SIFT researcher's paper published at 2012 Symposium on Combinatorial Search

Dr. Ugur Kuter collaborated with University of Maryland graduate students Ron Alford and Vikas Shivashankar and faculty Dr. Dana Nau on "HTN PRoblem Spaces: Structure, Algorithms, Termination" published at the 2012 Symposium on Combinatorial Search (SoCS-12), which can be accessed here:

This work is a purely theoretical analysis and comparison of different search spaces induced by several classes of HTN planning algorithms. In particular, we formally characterize and classify four kinds of problem spaces in which each node represents a planning problem or subproblem. Two of the problem spaces are searched by current HTN planning algorithms; the other two problem spaces are new. This enables us to provide:
• Sufficient (and in one case, necessary) conditions for finiteness of each kind of problem space.
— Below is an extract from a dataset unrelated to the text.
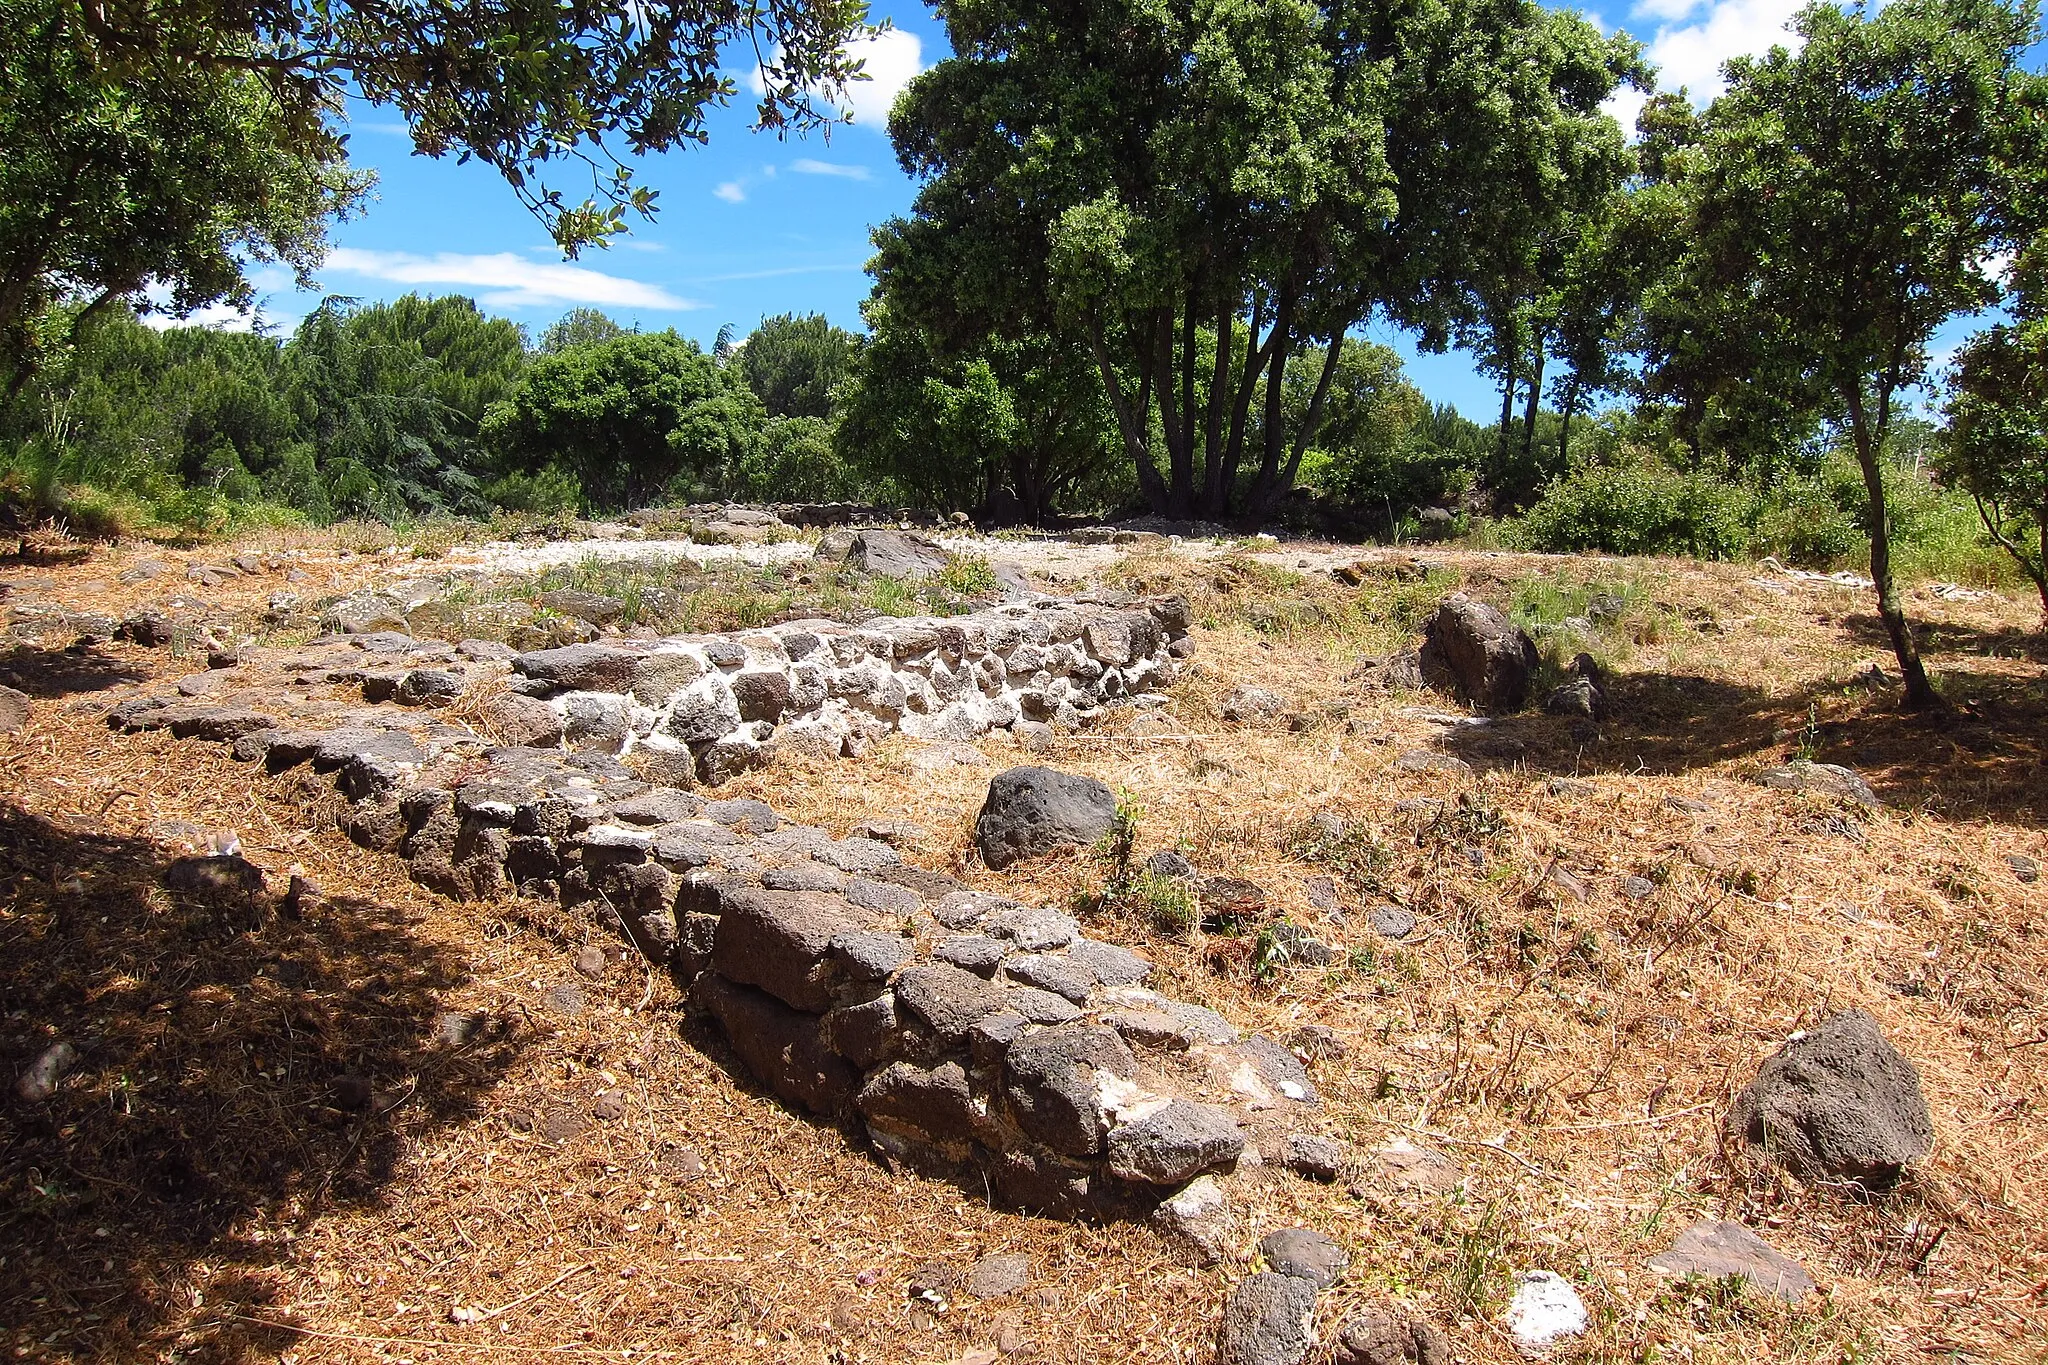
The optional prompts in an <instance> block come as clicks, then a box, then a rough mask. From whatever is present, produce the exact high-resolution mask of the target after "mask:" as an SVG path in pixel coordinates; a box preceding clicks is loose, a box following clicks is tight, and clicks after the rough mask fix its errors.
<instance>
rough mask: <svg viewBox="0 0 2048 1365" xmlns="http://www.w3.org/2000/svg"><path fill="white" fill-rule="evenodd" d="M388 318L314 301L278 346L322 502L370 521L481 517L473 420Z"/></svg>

The conditions can be evaluated up-front to see if an HTN planning problem is finite.
• Loop-detection tests that can be used in HTN planners to ensure termination when the problem space is finite.
• A way to compute the correct value for an upper-bound parameter in an HTN-to-PDDL translation algorithm published in IJCAI-2009.
• Planning algorithms that utilize the two new problem spaces to guarantee termination on broader classes of planning problems than previous HTN planning algorithms.